Seems like Cinderella was chosen as a name out of knowing that the player is likely familiar with the character and has preconceived ideas about her story. Dreaming Lull is fire element and burns, but I think more fire related puns would have justified her name better - I was surprised by her hair colour, I imagined charcoal black hair for a Cinderella parody character. The glass slipper at the end came with the prince, but these didn't feel like strong ties to Cinderella. Just felt like elements that were borrowed, rather than justified.
Pop-culture name dropping is awkward and can make a game dated very quickly. If a character says "facebook" then I automatically start sniffing about for poor writing in the rest of the dialogue.
I was very happy with the length of the game, 3 hours 20 minutes felt like a really good amount of time to play a game of this size to me. This has shown me that short RPG projects of under 4 hours can actually work quite well.
Conclusion:
I actually really liked it. It made me smile to see Goddess Vyena mentioned in the game, nice BlueSkies reference (at least, I think it is from BlueSkies 2?).

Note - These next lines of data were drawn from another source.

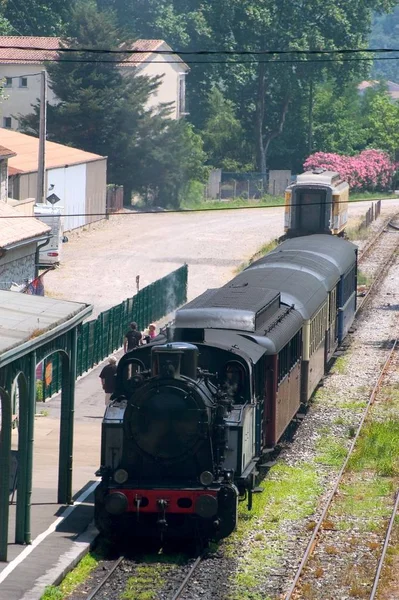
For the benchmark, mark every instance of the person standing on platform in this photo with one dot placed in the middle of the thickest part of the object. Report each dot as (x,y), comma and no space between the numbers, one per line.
(132,338)
(107,377)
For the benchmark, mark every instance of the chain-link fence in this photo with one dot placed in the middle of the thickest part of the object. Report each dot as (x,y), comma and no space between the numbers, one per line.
(99,338)
(248,186)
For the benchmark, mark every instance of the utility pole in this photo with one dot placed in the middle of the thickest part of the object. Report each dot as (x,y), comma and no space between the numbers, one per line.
(310,118)
(42,139)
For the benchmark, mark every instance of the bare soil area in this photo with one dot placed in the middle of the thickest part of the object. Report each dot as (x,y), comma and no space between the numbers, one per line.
(100,263)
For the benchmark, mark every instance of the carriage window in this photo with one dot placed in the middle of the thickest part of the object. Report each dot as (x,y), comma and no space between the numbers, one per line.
(233,381)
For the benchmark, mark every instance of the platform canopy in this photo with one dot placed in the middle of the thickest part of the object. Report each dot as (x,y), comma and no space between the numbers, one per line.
(31,329)
(27,321)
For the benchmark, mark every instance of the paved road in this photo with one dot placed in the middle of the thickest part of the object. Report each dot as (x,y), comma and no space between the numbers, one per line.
(100,265)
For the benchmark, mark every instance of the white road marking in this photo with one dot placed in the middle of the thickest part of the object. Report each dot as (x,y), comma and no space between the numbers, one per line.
(21,557)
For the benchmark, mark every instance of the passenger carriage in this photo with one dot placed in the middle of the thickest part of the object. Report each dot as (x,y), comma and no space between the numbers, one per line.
(343,255)
(195,410)
(316,203)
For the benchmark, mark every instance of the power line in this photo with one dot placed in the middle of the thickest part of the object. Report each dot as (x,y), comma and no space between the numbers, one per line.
(202,52)
(198,62)
(190,210)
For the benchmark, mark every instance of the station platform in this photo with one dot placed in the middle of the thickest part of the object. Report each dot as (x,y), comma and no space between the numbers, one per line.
(60,534)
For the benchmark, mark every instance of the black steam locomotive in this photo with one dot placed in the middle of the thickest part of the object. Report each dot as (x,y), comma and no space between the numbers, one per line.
(195,410)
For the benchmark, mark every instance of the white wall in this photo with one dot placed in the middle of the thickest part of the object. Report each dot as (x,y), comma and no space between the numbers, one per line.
(18,100)
(168,90)
(70,185)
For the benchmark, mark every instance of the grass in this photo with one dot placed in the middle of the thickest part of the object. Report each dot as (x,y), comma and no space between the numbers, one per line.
(362,503)
(363,279)
(290,494)
(340,365)
(330,452)
(146,583)
(74,579)
(378,449)
(151,576)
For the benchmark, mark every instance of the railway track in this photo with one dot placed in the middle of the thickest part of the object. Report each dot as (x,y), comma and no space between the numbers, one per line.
(95,592)
(385,548)
(99,591)
(187,579)
(312,544)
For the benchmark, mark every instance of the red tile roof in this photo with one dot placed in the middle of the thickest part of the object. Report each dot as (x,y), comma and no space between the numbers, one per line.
(26,148)
(5,152)
(27,55)
(13,230)
(49,46)
(146,47)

This is the first of your MV games that I actually completed, it definitely feels like an accumulation of everything you've done with MV in the past. Bizarre Monkey is the other person I feel has a good rate of MV game output, feels like you're up there with him except you've retained the "RPG" of "RPG Maker".

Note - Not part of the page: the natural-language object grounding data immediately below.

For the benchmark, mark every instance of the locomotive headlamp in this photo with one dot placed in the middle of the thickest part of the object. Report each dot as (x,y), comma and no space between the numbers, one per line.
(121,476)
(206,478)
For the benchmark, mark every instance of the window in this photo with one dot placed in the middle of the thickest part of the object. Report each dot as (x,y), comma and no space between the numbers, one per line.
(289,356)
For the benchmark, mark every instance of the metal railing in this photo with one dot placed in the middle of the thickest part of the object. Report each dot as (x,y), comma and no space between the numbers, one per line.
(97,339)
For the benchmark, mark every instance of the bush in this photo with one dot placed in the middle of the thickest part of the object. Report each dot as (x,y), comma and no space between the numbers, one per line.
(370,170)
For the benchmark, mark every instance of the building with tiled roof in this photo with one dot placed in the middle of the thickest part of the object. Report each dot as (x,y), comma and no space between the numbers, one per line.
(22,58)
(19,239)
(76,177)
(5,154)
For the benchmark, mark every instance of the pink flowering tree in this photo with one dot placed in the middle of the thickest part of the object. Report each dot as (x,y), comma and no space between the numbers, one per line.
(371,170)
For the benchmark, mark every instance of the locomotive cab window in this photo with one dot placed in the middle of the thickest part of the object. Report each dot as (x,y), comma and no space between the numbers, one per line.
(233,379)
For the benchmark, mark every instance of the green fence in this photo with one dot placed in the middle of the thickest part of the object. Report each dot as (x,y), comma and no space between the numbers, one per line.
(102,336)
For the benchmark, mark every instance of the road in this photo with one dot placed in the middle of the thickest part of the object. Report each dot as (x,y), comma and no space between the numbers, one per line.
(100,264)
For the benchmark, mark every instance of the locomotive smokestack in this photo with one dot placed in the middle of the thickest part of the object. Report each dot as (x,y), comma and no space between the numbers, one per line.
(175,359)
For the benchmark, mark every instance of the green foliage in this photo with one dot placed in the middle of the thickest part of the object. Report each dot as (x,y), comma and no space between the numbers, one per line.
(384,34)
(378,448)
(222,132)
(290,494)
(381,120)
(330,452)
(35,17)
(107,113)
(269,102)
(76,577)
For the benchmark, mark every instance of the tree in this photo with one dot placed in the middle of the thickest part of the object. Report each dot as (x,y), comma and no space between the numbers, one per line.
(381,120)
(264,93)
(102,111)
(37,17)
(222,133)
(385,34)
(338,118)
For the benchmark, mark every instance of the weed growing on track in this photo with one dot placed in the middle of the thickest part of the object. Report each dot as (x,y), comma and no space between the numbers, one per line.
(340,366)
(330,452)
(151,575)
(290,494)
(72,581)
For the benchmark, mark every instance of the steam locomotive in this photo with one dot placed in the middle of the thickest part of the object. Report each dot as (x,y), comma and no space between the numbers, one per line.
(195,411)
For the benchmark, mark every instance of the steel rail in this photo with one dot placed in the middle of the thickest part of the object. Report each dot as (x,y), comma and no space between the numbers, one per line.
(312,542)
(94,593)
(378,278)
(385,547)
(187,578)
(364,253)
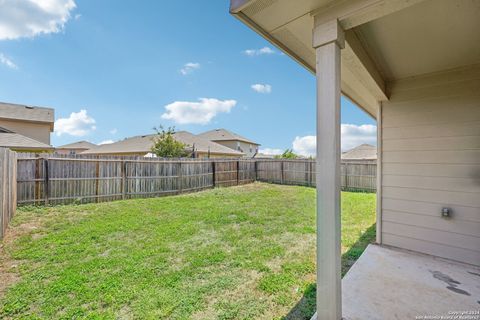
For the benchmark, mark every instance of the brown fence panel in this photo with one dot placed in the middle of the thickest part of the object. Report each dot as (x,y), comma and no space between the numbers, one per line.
(51,179)
(8,191)
(355,175)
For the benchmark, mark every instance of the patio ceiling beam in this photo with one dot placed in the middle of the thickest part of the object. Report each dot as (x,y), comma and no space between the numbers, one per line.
(362,67)
(353,13)
(328,40)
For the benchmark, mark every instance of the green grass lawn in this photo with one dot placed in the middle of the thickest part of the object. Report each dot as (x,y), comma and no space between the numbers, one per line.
(234,253)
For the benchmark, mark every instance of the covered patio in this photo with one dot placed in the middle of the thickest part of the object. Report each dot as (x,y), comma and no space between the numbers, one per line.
(413,65)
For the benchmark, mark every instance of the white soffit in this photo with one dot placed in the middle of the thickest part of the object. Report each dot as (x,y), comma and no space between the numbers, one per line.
(431,36)
(428,36)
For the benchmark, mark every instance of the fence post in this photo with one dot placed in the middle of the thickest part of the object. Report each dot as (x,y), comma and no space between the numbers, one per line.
(282,172)
(180,176)
(346,176)
(213,173)
(238,172)
(124,178)
(45,181)
(37,180)
(97,175)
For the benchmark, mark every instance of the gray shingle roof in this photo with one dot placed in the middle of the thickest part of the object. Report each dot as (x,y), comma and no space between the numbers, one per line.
(224,135)
(143,144)
(26,113)
(361,152)
(17,141)
(78,145)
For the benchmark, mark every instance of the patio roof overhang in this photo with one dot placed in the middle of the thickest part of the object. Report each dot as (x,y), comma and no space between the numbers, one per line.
(386,40)
(363,49)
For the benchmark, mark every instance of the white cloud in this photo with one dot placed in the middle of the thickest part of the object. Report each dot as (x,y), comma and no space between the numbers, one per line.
(78,124)
(186,112)
(270,151)
(109,141)
(258,52)
(304,146)
(261,88)
(352,136)
(189,67)
(6,61)
(28,18)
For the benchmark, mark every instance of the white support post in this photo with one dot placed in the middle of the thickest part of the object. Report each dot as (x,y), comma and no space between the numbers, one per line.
(328,40)
(379,174)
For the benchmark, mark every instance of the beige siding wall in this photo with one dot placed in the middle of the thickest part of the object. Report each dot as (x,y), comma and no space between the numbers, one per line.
(37,131)
(431,160)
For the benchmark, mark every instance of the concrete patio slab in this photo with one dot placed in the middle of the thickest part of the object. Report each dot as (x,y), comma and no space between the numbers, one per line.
(390,283)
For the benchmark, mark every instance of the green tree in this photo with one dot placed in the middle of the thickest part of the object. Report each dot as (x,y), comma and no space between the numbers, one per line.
(165,145)
(287,154)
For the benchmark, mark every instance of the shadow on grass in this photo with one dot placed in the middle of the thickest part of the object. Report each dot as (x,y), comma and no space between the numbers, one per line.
(305,308)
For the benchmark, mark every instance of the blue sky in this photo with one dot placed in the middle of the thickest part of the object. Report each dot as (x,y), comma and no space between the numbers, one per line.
(134,65)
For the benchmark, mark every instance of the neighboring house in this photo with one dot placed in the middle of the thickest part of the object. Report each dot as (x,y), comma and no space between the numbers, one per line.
(232,140)
(415,67)
(361,152)
(142,145)
(25,128)
(20,143)
(75,148)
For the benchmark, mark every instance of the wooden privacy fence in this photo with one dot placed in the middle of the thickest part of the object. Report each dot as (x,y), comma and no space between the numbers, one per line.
(56,180)
(355,175)
(8,191)
(51,179)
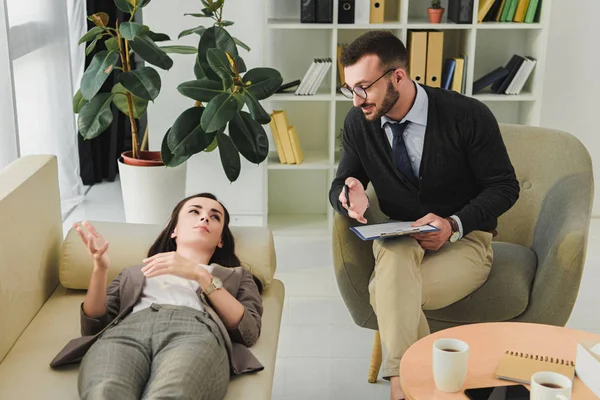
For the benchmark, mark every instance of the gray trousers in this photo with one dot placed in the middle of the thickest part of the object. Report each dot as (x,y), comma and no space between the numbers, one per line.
(162,352)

For your next game I'd like to see a new approach to handling dialogue. I think you can do with reducing the length of conversations and then adding spots of short, quick dialogue into other areas. The ending in particular had moments where Cinderella would pretty much repeat the same thing she said 5 dialogue boxes ago and I think there was a dialogue box that was just an ellipsis or some kind of emotive expression.
That random fire in the snow area that I had to extinguish felt like it was screaming out for some dialogue between the characters about why the fire was there, but I was upset when it was pretty much looked past and never considered.